Akibatnya saya sulit berkonsentrasi di kelas saking terus merasa waswas. Bahkan beliau tidak segan-segan berkomentar "Kalau kalian seperti ini terus, pasti kalian tidak bisa lulus Ujian Nasional" yang justru semakin membuat saya dan teman-teman lain yang senasib, merasa semakin down dan ketakutan.
Kalau guru matematika saya terkenal killer, lain halnya dengan guru fisika. Alih-alih killer, beliau justru terkenal sebagai guru yang terkenal suka guyon alias bercanda. Ibarat gayung bersambut, beliau paling gampang terpancing jika diajak ngobrol ngalor-ngidul oleh teman-teman saat di kelas.
Akibatnya dari total 90 menit pelajaran, separuhnya habis dengan tawa dan canda. Saya yang kebetulan logika fisika-nya tidak terlalu 'sampai', akhirnya semakin 'tidak sampai'.
Alhasil saat ulangan (ujian mingguan), saya (hampir selalu) hanya mampu menulis tiga komponen jawaban dasar khas fisika berupa 'Diketahui, Ditanya dan Rumus' tanpa menyelesaikan jawabannya. Atau bahkan menuliskan jawabannya tanpa bisa menjabarkan alurnya!
Dengan demikian setiap kali ulangan matematika dan fisika, saya juga hampir selalu menjadi langganan peserta 'her'Â (ulangan perbaikan / remedial). Miris banget kan, peserta kelas IPA tapi selalu ikut her. Pokoknya pada masa itu, kalau sudah dapat nilai minimal sebagai syarat tidak ikut her, rasanya senang luar biasa!
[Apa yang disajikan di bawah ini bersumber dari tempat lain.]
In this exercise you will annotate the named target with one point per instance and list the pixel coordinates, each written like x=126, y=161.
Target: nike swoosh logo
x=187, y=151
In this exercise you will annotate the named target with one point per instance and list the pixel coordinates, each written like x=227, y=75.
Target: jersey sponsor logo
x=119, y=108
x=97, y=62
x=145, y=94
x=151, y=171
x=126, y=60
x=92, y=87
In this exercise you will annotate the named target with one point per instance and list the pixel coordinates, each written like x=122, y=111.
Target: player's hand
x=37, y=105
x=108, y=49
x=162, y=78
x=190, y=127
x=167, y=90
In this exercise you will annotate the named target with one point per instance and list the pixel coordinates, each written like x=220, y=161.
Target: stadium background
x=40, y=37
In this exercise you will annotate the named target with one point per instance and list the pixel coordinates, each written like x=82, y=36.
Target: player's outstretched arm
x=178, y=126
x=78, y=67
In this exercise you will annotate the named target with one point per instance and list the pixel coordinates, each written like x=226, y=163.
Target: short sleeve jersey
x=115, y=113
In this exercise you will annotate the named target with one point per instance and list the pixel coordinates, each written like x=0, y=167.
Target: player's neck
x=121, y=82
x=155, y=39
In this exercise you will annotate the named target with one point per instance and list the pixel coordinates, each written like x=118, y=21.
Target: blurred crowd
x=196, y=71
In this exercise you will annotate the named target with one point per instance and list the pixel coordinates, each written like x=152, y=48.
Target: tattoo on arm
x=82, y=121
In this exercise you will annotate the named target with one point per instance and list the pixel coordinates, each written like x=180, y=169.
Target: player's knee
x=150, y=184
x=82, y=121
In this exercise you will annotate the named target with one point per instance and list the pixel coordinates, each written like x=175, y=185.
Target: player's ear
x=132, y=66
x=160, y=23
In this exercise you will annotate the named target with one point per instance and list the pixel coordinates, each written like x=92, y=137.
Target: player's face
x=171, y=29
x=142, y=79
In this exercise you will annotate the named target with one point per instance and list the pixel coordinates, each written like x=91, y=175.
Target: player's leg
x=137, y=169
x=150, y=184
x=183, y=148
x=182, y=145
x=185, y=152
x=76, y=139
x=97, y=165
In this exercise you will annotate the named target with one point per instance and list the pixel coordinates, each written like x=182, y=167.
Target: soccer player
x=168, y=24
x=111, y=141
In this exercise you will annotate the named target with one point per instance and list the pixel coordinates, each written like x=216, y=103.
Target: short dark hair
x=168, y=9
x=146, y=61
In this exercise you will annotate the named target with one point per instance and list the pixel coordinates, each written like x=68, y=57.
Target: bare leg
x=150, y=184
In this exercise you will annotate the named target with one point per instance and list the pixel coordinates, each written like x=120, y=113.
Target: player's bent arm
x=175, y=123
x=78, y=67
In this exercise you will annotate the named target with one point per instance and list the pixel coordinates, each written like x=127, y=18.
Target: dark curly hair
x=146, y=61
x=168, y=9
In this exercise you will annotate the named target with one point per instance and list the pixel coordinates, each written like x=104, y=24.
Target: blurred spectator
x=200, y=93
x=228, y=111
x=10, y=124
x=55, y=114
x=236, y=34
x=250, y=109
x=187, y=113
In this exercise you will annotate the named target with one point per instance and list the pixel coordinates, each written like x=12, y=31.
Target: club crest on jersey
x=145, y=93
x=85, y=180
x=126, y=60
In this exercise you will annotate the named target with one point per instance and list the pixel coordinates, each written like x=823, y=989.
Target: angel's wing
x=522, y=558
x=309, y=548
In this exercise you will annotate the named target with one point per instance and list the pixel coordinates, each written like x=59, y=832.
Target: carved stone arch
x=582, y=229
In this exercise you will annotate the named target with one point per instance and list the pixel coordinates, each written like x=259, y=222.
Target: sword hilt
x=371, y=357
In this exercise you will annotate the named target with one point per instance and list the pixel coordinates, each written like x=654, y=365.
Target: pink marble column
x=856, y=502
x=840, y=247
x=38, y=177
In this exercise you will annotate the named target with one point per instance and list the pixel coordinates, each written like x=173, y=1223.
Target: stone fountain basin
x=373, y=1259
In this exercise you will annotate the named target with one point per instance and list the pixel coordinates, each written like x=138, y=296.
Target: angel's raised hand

Oleh sebab itulah saya sempat beberapa kali merasa salah jurusan dan menyesal masuk ke kelas IPA. Sering kali saya bertanya-tanya, mengapa pula saat itu saya sok-sokan masuk kelas IPA padahal saya sadar betul kemampuan eksak saya tidak sebaik kemampuan menghafal.Namun karena gengsi serta terlalu berpegang pada kemampuan di bidang Biologi dan Kimia saja, saya hampir 'jatuh' karena Fisika dan Matematika.Â
Saya bahkan merasa agak iri dengan teman-teman lainnya karena mereka kelihatannya tidak merasakan kesulitan dan ketakutan yang sama besarnya dengan saya. Ya betul, saya ketakutan!
Mengalami Titik Terendah
Puncaknya adalah ketika saya dan beberapa teman lain dipanggil oleh guru BP gara-gara hasil Try Out yang jelek. Kami mendapat peringatan bahwa jika tidak ada perubahan, kami terancam tidak lulus Ujian Nasional (UN). Sebagai informasi, pada masa itu UN masih menjadi salah satu komponen utama dalam penentuan kelulusan siswa.
Bukan main takutnya saya waktu itu. Tidak terbayang bagaimana malu dan kecewanya orangtua saya nanti jika anaknya tidak lulus UN. Apalagi biaya sekolah saya waktu itu lumayan mahal alias menguras kantong dan tenaga orangtua, karena sekolah saya adalah Yayasan Katolik.
Saya semakin tidak tega pada orangtua saya, kalau biaya sekolah sebanyak itu terbuang sia-sia jika saya tidak lulus UN. Belum lagi gunjingan yang pasti muncul di kalangan keluarga, mengingat pendidikan menjadi salah satu faktor penting yang diutamakan dalam keluarga saya yang notabene adalah orang Batak.